Mesenchymal stem cells (MSCs) are found throughout the body. The most well-known source of MSCs is the bone marrow, and bone marrow MSCs are sometimes called “stromal cells,” because they compose a major part of the bone marrow stroma. In bone marrow, the stroma does not directly participate in making blood cells, but it greatly influences blood cell making by providing the proper microenvironment for blood cell making. Bone marrow MSCs produce a host of molecules called “cytokines” that have a significant effect on blood cell production.
However, bone marrow is not the only source of MSCs. MSCs are also found in fat tissue, liver and connective tissue, blood vessels, and umbilical cord. Are all these MSCs the same? This is not a trivial question because regenerative medicine often requires cells with various capacities. Bone treatments require cells that are the best at making bone tissue, heart treatments require cells that are the best at making heart muscle, and vascular disorders require cells that are the best at making blood vessels. Physicians must know the precise abilities of the cells available to them so that they can select the most effective treatment. Therefore, it is incumbent on scientists to properly characterize MSCs from different sources in order to determine what they can and cannot do. It is also important to establish it MSCs from multiple sources are all the same or have genuinely distinct properties.
A paper in the journal Stem Cells and Development examines MSCs from bone marrow and umbilical cord connective tissue (known as Warton’s Jelly) and extensively characterizes them (Hsieh, et al., Stem Cells and Development 2010, 19(12): 1895-910). The differences between these two cell populations are somewhat surprising.

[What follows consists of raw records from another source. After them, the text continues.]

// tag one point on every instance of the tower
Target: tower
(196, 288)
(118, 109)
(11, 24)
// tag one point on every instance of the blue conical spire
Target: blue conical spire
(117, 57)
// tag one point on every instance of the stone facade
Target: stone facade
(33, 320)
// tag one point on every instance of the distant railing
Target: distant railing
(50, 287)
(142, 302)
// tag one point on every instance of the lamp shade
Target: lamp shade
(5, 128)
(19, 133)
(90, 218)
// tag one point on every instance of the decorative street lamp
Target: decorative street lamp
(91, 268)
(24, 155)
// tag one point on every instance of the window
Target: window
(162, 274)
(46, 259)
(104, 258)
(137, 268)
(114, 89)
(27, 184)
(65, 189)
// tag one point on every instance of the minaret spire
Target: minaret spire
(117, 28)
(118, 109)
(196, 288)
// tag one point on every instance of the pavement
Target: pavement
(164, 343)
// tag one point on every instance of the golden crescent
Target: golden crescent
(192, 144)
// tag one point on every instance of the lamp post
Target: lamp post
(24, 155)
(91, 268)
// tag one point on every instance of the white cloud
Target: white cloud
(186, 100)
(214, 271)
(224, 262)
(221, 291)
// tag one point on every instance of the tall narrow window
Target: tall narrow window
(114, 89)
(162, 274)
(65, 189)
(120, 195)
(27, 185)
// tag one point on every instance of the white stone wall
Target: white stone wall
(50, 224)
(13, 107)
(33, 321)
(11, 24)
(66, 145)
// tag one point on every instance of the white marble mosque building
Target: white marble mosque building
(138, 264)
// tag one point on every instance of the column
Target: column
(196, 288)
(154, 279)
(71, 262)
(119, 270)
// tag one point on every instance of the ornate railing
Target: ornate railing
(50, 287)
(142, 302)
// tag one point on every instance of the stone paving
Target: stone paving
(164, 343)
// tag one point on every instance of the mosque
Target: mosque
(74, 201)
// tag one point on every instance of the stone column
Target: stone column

Jui-Yu Hsieh,and his colleagues at National Yang-Ming University, Taipei, Taiwan subjected MSCs from bone marrow and umbilical cord to differentiation tests and examined the gene expression profile from both cell populations. They discovered that both bone marrow MSCs and umbilical cord MSCs had the same cell surface proteins. However, the similarities ended there. Bone marrow MSCs were superior to umbilical cord MSCs when it came to forming fat cells. The bone marrow MSCs showed a higher proportion of the cells forming functional fat cells and bone marrow MSCs also expressed fat cell-specific genes much more robustly than umbilical cord MSCs.
Next, this research group dissected the genes made by both cell populations. In this case, the results showed marked differences between the two cell types. Umbilical cord MSCs expressed more neural genes than their bone marrow counterparts, and also expressed several genes involved in making blood vessels. Umbilical cord MSCs also made more of the genes typically expressed in embryonic stem cells. This suggests that umbilical cord MSCs should grow better in culture than bone marrow MSCs, and in growth comparisons in culture, umbilical cord MSCs substantially outgrew bone marrow MSCs. Bone marrow MSCs, on the other hand, made lots of genes involved with making bone tissue, and also expressed genes involved in the immune system.
In order to determine if the gene expression differences between these MSCs translated into behavioral differences in culture, the two populations of MSCs were grown in culture and subjected to protocols to differentiate them into bone. As expected, the bone marrow MSCs greatly outperformed the umbilical cord MSCs when it came to bone differentiation. Likewise, when the two different cell populations were tested for activating the immune system of a host animal, the bone marrow MSCs were much more easily recognized by the immune system of the host animal than their umbilical cord counterparts.
There are several controversies that have emerged with the publication of this paper. First of all, an earlier paper (Clavarella, et al., Stem Cells and Development 2009, 18: 1211-20) showed that umbilical cord MSCs formed bone as well as bone marrow MSCs. However, in this paper, a side-by-side comparison was not done, which suggests that the results reported in this earlier paper are not as trustworthy as in this later work. Secondly, the cell culture results in the later paper exactly parallel the gene expression data. Also, another publication (Ishige, et al., International Journal of Hematology 2009, 90: 261-9) showed that umbilical cord stem cells taken from Warton’s Jelly possess the lowest capacity to form bone tissue in comparison to MSCs taken from umbilical veins or arteries. This further corroborates the data in this later paper.
These data from this paper confirms something that clinicians have observed time and time again; namely that bone marrow MSCs are the best material for repairing joints and other musculoskeletal conditions. Also, this paper definitively demonstrates the vast gene expression differences between these two populations of MSCs. While several papers have shown distinct differentiation differences between various populations of MSCs from different sources, this paper shows that the profound differences in gene expression underlay these biological differences. Furthermore, this work establishes that where you get your MSCs matters when it comes to using them for regenerative medicine.